Dentre as personalidades que fazem parte do conselho consultor do Latinos for Trump estão Jeannette Nuñez, vice-governadora da Flórida, e a modelo Katrina Campins, participante da primeira temporada de O Aprendiz, reality show apresentado e coproduzido pelo magnata Donald Trump no início do século. Em seu Twitter, Campins anunciou ontem que havia sido escolhida para representar a Flórida na Convenção Republicana, na semana que vem. Gracia, no entanto, afirma que o grupo é independente, sem apoio de Trump ou do partido.

— Somos um grupo espontâneo e orgânico. Trump sabe do movimento, porque enviamos relatórios de nossos eventos e dos próximos passos. Mas é apenas isso, uma coisa informal — diz, afirmando que a meta nesta eleição é conseguir o voto de 50% dos latinos. — Estamos investindo nos jovens, mas também temos apoio até das ‘abuelitas’, que nunca haviam votado.Vamos nas cidades pequenas, com alto-falantes, eles se aproximam querendo informações de como se registrar para votar.

Fator Kamala

Para Cadava, hoje os latinos que votam em Trump o fazem por serem republicanos, apesar do presidente:

— Não acredito que os latinos republicanos se sintam mais incluídos no partido agora do que há 30 anos. Os governos de Reagan, Richard Nixon ou Bush os levaram mais a sério e fizeram mais para incorporar latinos em altos quadros da legenda. Mas eles se mantêm leais porque é o partido do qual fazem parte há anos. Mesmo que não amem Trump, votarão pelo partido.

Pelo menos 65% dos eleitores que se declaram hispânicos apoiaram Hillary Clinton, em 2016, enquanto Trump teve o apoio de 29%, uma porcentagem bem maior que os 10% que indicavam as pesquisas à época, quando o então candidato chegou a prometer deportar os 11 milhões de imigrantes em situação irregular no país e construir um muro na fronteira com o México. Mas, se Hillary não conseguiu cativar o voto latino tanto quanto Barack Obama, que teve o apoio de 72% deles em 2012, um número recorde foi às urnas naquele ano: cerca de 13 milhões.

De acordo com uma sondagem desta semana da NBC News com o Wall Street Journal, neste ano 57% dos latinos apoiam o candidato democrata Joe Biden, contra 31% que votariam em Trump.

Para Mark López, diretor de Migração Global e Demografia do Pew Research Center, os latinos podem ter um grande impacto na eleição mas, pelo menos até agora, as pesquisas indicam que eles não estão acompanhando a disputa tão de perto quanto outros grupos.

— É mais provável que digam que a eleição, até agora, tem sido desinteressante.

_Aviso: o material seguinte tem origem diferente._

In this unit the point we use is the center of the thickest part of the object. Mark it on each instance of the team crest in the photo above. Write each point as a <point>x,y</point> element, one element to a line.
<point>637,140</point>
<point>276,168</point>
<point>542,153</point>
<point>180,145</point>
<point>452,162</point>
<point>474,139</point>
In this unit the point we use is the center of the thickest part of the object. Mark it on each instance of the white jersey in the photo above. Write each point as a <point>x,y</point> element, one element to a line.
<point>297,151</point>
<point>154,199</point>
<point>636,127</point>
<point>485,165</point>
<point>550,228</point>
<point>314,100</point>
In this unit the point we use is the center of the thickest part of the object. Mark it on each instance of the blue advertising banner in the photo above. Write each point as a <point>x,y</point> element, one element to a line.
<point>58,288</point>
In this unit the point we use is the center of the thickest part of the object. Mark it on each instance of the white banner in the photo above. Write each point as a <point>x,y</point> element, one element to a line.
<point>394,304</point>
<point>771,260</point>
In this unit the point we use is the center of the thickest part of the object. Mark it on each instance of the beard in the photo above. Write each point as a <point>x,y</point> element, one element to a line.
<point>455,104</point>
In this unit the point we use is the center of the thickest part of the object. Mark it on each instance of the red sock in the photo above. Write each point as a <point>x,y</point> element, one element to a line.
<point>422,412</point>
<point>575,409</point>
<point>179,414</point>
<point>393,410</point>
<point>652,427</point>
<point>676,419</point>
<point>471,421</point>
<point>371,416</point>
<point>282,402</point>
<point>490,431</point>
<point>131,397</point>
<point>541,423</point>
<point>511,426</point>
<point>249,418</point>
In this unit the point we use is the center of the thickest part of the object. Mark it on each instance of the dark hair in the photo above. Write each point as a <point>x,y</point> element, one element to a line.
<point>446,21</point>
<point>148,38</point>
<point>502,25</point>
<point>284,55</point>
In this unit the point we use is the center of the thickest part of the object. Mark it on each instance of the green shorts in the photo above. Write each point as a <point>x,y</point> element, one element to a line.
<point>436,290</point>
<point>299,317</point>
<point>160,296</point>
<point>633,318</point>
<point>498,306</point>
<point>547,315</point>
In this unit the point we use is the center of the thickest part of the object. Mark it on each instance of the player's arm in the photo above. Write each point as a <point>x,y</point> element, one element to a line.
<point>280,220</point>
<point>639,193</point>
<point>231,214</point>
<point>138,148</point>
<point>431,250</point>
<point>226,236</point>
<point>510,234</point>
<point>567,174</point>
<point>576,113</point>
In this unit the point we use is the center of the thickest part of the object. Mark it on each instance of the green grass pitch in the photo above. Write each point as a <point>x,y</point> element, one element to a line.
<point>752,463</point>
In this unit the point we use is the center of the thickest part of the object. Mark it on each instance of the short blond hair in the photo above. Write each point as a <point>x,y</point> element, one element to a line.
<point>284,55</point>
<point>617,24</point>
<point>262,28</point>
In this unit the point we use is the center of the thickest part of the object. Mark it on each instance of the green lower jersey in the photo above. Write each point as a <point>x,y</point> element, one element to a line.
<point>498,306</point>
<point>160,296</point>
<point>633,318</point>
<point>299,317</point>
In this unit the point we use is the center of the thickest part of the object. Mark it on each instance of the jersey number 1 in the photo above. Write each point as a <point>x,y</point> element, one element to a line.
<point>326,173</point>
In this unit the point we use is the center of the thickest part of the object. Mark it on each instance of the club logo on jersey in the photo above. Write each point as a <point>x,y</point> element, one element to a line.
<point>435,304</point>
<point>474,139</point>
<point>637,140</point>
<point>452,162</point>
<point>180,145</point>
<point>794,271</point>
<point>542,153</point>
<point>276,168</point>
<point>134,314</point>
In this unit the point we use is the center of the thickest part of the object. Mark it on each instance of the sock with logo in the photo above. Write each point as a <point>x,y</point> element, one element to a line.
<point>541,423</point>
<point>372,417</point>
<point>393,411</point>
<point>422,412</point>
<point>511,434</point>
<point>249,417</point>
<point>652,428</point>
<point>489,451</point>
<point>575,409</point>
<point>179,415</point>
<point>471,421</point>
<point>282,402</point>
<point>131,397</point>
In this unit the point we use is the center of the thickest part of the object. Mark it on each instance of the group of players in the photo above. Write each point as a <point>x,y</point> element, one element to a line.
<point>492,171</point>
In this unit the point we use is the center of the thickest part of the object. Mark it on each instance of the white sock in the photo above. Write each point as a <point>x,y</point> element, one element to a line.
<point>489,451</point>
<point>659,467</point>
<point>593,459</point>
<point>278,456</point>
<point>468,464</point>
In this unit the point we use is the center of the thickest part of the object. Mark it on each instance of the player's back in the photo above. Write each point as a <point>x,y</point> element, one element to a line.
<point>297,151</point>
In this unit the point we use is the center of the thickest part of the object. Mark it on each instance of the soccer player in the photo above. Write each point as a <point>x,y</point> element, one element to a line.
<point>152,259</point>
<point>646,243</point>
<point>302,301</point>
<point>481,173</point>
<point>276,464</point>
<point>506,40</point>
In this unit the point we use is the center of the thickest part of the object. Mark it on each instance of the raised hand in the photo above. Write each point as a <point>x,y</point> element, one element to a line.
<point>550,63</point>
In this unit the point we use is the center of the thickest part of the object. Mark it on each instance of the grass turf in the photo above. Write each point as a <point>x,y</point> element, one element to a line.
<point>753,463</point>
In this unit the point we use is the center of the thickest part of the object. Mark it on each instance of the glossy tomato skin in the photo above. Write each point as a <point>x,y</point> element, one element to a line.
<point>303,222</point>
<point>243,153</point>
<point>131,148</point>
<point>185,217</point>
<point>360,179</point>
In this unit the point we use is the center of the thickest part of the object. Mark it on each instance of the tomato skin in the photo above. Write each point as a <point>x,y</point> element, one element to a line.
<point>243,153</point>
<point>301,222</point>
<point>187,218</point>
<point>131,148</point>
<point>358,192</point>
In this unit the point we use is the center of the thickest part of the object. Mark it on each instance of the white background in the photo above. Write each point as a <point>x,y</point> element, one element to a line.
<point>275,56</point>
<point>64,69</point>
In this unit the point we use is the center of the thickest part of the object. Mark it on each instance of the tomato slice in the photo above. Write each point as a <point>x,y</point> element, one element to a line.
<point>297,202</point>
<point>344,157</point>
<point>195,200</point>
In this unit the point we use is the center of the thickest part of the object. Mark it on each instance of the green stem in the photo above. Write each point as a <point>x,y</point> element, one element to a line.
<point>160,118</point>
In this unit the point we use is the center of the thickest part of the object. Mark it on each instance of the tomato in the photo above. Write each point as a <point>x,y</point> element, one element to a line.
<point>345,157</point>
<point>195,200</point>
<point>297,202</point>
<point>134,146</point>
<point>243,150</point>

Tudo pode mudar, no entanto, com o anúncio do nome da senadora Kamala Harris, de origem indiana e jamaicana, como vice de Biden. Outra pesquisa, do Centro de Participação Eleitoral, mostrou que os eleitores latinos em estados cruciais na disputa, como a Flórida, expressaram uma onda de apoio à chapa democrata após o anúncio, um aumento que chegou a 15 pontos percentuais.